Auf dieser Seite finden Sie erste Informationen für Unternehmen und Antworten auf verschiedene Fragen, die sich Firmen im Zusammenhang mit dem Coronavirus stellen.

"Vorrangige Themen, die uns in der Wirtschaftsförderung erreichen sind Fragen zur finanziellen Unterstützung der Unternehmen.

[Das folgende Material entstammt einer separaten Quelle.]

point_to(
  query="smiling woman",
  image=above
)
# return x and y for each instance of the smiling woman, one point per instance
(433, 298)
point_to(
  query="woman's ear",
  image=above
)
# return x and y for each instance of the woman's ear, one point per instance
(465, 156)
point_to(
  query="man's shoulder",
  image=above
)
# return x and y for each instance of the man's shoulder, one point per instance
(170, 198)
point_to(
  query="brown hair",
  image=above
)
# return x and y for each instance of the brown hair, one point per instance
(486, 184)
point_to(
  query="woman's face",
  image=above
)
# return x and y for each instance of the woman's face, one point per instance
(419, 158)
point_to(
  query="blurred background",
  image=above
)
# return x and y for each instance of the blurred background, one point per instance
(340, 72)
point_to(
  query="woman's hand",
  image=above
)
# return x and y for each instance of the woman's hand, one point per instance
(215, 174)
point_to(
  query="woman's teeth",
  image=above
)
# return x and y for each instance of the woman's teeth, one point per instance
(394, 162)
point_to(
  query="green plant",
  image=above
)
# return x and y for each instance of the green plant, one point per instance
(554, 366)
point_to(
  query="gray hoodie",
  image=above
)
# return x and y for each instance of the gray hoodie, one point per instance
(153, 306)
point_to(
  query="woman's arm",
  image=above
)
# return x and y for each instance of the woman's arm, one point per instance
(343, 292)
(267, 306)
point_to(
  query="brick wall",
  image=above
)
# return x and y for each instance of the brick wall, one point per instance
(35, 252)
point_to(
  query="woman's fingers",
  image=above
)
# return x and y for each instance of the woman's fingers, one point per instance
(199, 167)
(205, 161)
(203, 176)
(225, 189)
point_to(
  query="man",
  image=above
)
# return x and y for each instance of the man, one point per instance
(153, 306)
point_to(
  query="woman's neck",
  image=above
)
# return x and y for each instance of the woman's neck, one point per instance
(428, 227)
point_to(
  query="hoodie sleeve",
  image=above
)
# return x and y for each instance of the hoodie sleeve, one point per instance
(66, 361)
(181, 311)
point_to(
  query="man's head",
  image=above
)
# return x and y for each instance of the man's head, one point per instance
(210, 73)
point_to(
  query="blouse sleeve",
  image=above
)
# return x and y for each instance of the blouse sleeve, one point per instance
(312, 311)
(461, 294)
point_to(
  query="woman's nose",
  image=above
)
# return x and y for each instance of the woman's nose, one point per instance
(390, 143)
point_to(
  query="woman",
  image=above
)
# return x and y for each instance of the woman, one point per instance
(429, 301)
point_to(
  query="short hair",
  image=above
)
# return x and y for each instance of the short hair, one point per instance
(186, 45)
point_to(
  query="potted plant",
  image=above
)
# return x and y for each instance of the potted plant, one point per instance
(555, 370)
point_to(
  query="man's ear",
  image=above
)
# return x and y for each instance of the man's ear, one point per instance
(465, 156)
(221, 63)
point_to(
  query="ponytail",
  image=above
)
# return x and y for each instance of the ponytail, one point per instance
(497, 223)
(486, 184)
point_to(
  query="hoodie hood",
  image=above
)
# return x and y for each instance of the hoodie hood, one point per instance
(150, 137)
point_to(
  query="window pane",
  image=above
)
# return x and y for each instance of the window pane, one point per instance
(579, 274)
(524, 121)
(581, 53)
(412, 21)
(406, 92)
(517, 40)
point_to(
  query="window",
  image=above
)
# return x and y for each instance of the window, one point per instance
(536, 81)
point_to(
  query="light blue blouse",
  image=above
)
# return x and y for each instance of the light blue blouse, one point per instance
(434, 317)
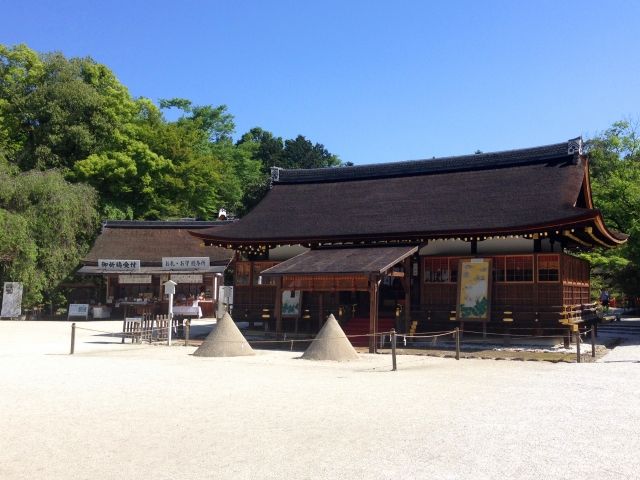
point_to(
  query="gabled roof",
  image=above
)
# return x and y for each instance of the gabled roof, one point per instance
(357, 261)
(535, 191)
(149, 241)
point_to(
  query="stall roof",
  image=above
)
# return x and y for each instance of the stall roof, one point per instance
(336, 261)
(95, 270)
(149, 241)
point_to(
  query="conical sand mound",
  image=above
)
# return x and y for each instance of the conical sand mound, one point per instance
(225, 340)
(331, 344)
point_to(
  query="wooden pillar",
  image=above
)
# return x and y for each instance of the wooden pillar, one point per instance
(406, 284)
(537, 245)
(374, 283)
(320, 309)
(277, 310)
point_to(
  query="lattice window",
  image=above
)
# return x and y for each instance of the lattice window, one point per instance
(436, 270)
(548, 268)
(243, 270)
(498, 269)
(258, 267)
(519, 269)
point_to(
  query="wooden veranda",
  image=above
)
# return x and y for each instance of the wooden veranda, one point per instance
(345, 269)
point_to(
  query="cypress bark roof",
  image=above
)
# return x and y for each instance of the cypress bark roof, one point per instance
(516, 191)
(325, 261)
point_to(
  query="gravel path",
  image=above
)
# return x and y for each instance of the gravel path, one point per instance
(117, 411)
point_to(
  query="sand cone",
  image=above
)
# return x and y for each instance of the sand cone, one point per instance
(331, 344)
(225, 340)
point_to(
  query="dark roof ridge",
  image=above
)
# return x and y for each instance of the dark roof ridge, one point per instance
(190, 224)
(478, 161)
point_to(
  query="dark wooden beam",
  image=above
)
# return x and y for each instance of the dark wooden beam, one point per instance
(278, 306)
(374, 283)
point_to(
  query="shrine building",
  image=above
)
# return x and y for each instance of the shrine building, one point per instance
(419, 244)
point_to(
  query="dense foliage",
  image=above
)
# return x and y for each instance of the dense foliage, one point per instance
(615, 180)
(76, 146)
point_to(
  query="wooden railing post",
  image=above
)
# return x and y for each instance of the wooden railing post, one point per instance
(73, 338)
(393, 350)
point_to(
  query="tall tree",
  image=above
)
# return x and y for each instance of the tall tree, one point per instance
(46, 226)
(615, 178)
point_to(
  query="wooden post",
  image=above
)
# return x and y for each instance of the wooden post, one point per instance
(320, 309)
(73, 338)
(373, 313)
(406, 284)
(278, 306)
(393, 350)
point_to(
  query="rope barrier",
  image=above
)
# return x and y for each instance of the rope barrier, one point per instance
(445, 334)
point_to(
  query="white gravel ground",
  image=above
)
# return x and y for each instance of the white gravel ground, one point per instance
(125, 412)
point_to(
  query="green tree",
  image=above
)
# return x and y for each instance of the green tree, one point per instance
(615, 179)
(46, 226)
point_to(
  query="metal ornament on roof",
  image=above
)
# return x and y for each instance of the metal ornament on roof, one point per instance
(575, 146)
(275, 175)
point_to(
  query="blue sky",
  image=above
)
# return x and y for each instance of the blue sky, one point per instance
(373, 81)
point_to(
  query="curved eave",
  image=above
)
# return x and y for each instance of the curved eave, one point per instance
(586, 230)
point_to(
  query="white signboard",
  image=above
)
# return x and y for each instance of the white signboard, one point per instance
(291, 303)
(225, 300)
(187, 278)
(134, 278)
(78, 310)
(11, 300)
(185, 263)
(116, 265)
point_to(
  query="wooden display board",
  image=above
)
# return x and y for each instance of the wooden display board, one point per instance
(474, 290)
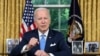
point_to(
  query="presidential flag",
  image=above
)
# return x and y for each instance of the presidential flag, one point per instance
(76, 29)
(27, 19)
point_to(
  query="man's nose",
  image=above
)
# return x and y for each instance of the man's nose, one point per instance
(43, 20)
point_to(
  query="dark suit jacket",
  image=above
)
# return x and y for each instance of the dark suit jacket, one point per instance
(60, 49)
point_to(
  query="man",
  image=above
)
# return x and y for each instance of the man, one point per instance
(53, 45)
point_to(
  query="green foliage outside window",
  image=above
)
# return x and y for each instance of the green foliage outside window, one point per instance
(59, 16)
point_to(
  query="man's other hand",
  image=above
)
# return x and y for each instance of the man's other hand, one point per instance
(41, 53)
(33, 42)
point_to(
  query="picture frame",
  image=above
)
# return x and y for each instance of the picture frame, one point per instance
(92, 47)
(77, 47)
(10, 44)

In Nordrhein-Westfalen können Unternehmen für die Überbrückung von Liquiditätsengpässen öffentliche Finanzierungsangebote in Anspruch nehmen. Grundsätzlich kann jeder einen Antrag auf Corona-Hilfen stellen: Unternehmen ebenso wie Selbstständige und Freiberufler, kleine und mittelständische Firmen ebenso wie Konzerne. Für die Hilfen hat die KfW drei schon bestehende Programme erweitert. Zwei davon richten sich an Unternehmen, die schon seit fünf Jahren auf dem Markt sind, ein weiteres an jüngere Firmen. Ein neu gestaltetes Kreditprogramm soll ab kommenden Montag bereitstehen. Für Kredite bis 250.000 Euro sollen innerhalb von 72 Stunden Zusagen zur Übernahme eines 80-Prozent-Risikos der NRW-Bank vorliegen. Weitere detaillierte Informationen zu Finanzierungshilfen finden Sie hier.

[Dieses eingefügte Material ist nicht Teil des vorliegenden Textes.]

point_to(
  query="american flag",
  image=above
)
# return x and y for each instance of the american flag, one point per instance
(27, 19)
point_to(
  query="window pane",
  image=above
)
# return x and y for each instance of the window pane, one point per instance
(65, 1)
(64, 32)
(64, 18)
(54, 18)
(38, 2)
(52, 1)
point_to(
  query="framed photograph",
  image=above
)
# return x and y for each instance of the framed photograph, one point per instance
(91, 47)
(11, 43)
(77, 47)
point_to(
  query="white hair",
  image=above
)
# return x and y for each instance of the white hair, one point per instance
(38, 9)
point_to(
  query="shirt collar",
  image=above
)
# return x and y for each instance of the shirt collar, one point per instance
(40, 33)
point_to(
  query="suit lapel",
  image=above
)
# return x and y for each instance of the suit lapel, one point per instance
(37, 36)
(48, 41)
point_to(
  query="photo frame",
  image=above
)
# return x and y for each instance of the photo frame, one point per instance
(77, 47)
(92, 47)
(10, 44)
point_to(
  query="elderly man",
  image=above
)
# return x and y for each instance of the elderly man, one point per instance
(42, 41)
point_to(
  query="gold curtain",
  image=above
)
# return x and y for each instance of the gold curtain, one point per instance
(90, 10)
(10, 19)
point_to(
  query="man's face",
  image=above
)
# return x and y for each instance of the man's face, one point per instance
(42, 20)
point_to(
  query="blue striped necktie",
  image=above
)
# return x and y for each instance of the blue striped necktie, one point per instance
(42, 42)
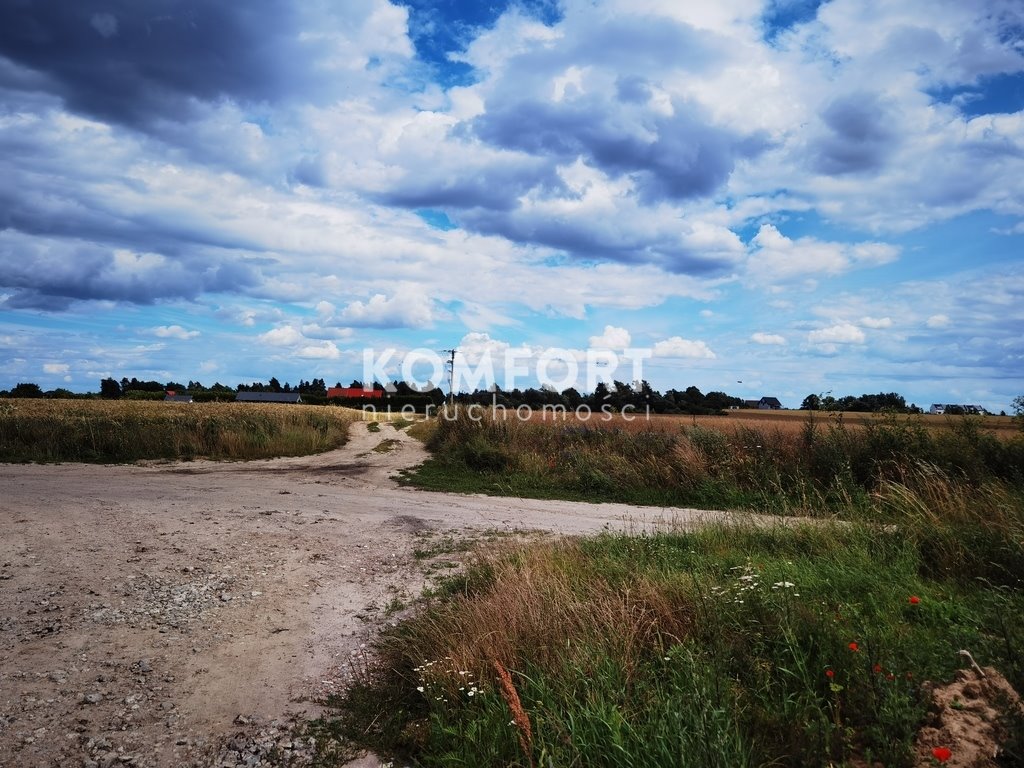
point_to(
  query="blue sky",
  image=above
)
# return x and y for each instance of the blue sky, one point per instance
(803, 197)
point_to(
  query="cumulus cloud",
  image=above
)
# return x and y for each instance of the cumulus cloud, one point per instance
(767, 339)
(775, 257)
(843, 333)
(125, 64)
(282, 337)
(325, 350)
(174, 332)
(403, 309)
(680, 347)
(858, 135)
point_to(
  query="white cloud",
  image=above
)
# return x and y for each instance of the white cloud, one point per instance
(282, 337)
(775, 257)
(404, 309)
(612, 338)
(877, 323)
(768, 339)
(843, 333)
(174, 332)
(325, 350)
(680, 347)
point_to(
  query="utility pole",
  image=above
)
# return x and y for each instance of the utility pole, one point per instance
(451, 368)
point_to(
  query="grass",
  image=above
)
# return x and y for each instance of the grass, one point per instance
(824, 466)
(732, 645)
(115, 431)
(738, 644)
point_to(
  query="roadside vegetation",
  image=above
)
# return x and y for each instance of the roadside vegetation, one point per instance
(725, 646)
(114, 431)
(799, 642)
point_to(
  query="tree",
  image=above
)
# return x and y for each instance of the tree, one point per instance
(27, 389)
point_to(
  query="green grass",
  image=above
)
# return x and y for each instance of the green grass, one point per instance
(705, 648)
(127, 431)
(386, 446)
(731, 645)
(823, 468)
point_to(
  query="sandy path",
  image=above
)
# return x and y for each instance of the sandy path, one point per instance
(142, 608)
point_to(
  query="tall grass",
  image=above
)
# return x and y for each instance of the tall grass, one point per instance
(126, 431)
(732, 645)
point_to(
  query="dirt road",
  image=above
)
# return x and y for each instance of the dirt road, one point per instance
(182, 613)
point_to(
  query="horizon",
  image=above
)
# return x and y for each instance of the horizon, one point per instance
(773, 197)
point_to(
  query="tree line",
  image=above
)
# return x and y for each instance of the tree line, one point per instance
(617, 395)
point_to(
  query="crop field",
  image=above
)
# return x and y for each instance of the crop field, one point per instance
(781, 463)
(43, 430)
(778, 421)
(755, 642)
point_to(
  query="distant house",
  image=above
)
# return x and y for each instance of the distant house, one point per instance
(268, 397)
(355, 392)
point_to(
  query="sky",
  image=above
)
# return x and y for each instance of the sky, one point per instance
(769, 197)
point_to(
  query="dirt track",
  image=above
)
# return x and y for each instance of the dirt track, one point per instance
(144, 608)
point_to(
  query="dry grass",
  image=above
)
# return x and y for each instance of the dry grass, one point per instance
(781, 421)
(131, 430)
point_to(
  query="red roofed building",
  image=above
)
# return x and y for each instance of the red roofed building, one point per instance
(355, 392)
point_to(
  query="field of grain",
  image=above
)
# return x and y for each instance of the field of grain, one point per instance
(43, 430)
(781, 421)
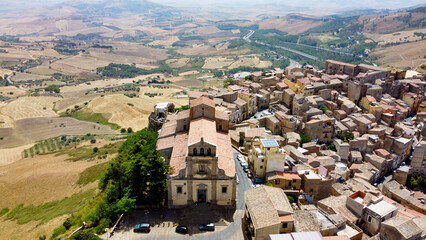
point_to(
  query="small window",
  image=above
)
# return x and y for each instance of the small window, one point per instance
(202, 169)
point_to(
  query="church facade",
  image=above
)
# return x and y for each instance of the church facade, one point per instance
(198, 148)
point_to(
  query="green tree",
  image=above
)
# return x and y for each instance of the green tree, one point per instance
(137, 175)
(52, 88)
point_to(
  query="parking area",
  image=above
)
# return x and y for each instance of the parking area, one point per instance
(164, 222)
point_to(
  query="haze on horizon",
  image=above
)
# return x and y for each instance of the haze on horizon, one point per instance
(314, 7)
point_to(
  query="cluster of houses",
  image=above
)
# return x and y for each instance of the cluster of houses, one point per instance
(334, 147)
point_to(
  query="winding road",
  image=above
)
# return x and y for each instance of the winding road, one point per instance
(247, 38)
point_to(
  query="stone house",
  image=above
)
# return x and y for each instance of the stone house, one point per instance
(370, 210)
(267, 211)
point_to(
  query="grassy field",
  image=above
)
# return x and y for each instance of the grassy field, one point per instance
(88, 152)
(50, 210)
(91, 174)
(93, 117)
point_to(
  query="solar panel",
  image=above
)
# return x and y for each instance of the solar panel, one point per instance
(269, 143)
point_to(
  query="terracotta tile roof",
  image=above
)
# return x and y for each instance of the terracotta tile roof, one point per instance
(202, 100)
(169, 128)
(183, 114)
(195, 95)
(382, 152)
(264, 203)
(371, 99)
(240, 102)
(255, 132)
(304, 81)
(355, 166)
(281, 114)
(286, 218)
(221, 115)
(341, 63)
(282, 85)
(285, 175)
(234, 88)
(180, 150)
(202, 128)
(165, 143)
(225, 160)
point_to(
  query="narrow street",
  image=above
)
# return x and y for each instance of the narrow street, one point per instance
(166, 229)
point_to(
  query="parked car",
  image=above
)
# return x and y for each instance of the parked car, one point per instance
(258, 181)
(182, 229)
(207, 227)
(143, 227)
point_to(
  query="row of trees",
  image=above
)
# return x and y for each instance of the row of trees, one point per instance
(129, 71)
(136, 176)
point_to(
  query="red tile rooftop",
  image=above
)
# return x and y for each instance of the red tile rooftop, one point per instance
(240, 102)
(202, 128)
(169, 128)
(221, 115)
(281, 114)
(255, 132)
(341, 63)
(314, 121)
(371, 99)
(194, 95)
(183, 114)
(382, 152)
(203, 100)
(234, 88)
(165, 143)
(288, 175)
(355, 166)
(304, 81)
(282, 85)
(257, 74)
(180, 150)
(225, 159)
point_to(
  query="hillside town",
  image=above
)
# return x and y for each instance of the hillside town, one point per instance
(334, 154)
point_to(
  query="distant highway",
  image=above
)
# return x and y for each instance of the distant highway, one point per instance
(14, 84)
(247, 38)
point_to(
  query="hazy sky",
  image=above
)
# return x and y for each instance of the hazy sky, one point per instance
(218, 5)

Eckpunkte „Corona-Soforthilfe für Kleinstunternehmen und Soloselbständige“

Es gibt erheblichen Bedarf für unbürokratische Soforthilfe zugunsten von Kleinstunternehmen aus allen Wirtschaftsbereichen sowie Soloselbständigen und Angehörigen der Freien Berufe, die in der Regel keine Kredite erhalten und über keine Sicherheiten oder weitere Einnahmen verfügen.

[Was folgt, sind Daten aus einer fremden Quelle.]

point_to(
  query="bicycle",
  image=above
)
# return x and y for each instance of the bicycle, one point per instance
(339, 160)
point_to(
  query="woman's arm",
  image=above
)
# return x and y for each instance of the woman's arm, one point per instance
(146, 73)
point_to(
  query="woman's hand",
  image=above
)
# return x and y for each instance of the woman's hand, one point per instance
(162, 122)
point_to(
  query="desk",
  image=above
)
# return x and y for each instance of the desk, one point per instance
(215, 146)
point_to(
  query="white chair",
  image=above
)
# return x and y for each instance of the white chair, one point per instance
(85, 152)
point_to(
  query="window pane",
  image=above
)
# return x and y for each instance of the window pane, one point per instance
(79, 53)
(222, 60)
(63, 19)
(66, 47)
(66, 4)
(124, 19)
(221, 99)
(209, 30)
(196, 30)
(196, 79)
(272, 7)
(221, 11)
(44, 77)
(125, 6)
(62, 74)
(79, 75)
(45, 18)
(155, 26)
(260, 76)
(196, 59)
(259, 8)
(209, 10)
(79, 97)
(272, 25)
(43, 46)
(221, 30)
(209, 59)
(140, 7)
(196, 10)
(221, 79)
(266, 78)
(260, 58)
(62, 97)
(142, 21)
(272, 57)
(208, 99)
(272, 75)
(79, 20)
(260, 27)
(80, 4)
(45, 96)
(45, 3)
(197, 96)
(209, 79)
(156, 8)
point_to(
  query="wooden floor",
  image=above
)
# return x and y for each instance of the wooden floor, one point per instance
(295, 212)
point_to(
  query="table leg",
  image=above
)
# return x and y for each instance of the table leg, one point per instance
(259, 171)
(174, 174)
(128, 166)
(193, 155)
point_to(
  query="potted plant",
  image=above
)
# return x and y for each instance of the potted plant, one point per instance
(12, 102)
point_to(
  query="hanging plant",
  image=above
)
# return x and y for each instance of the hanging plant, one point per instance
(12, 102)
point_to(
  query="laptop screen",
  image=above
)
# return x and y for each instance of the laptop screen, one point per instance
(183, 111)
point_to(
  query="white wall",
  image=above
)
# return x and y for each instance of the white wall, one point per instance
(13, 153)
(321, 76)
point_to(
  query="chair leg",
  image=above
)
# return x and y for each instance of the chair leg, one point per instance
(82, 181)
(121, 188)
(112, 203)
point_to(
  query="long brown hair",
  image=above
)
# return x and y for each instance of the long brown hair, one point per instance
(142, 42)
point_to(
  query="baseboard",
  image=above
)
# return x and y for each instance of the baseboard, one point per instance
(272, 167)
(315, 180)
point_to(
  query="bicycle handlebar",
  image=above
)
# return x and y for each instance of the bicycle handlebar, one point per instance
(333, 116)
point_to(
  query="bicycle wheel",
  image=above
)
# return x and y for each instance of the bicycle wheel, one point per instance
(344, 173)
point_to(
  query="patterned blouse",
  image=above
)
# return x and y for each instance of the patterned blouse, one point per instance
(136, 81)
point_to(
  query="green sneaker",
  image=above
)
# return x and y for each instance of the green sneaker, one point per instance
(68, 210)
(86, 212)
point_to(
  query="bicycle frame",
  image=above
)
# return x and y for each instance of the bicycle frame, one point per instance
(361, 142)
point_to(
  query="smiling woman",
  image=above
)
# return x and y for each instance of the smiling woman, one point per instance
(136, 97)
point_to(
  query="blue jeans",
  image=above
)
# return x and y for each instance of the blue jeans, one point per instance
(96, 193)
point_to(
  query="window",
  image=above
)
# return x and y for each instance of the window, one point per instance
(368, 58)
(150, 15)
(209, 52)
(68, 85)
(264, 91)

Hinweise und Informationen finden Sie in den Eckpunkten des Soforthilfe-Programms.

Weitere Informationen finden Sie auf der Homepage des Landeswirtschaftsministeriums.

NRW-Soforthilfe 2020“ für Kleinbetriebe, Freiberufler und Solo-Selbstständige und Gründer

Mit beispiellosen Soforthilfen unterstützen Bund und Land in der Corona-Krise kleine und mittlere Unternehmen aus allen Wirtschaftsbereichen sowie Solo-Selbstständige, Freiberufler und Gründer. Das Soforthilfeprogramm Corona des Bundes sieht für Kleinunternehmen direkte Zuschüsse in Höhe von 9.000 Euro bzw. 15.000 Euro vor. Die Landesregierung stockt das Programm noch einmal auf und unterstützt über die NRW-Soforthilfe 2020 Unternehmen mit zehn bis 50 Beschäftigten mit 25.000 Euro. Damit das Geld so schnell wie möglich fließt, können Betroffene elektronische Antragsformulare von diesem Freitag an online u.a. auf der Seite www.wirtschaft.nrw/corona finden. Die Anträge werden auch am Wochenende von den Mitarbeitern der Bezirksregierung bearbeitet.

Thema Kurzarbeitergeld

Die wichtigsten Informationen hat das Arbeitsamt als zuständige Stelle für Anträge in dem Arbeitgebermagazin "Faktor A2" zusammengestellt. Von hier aus wird man auch zu den Antragsformularen weitergeleitet.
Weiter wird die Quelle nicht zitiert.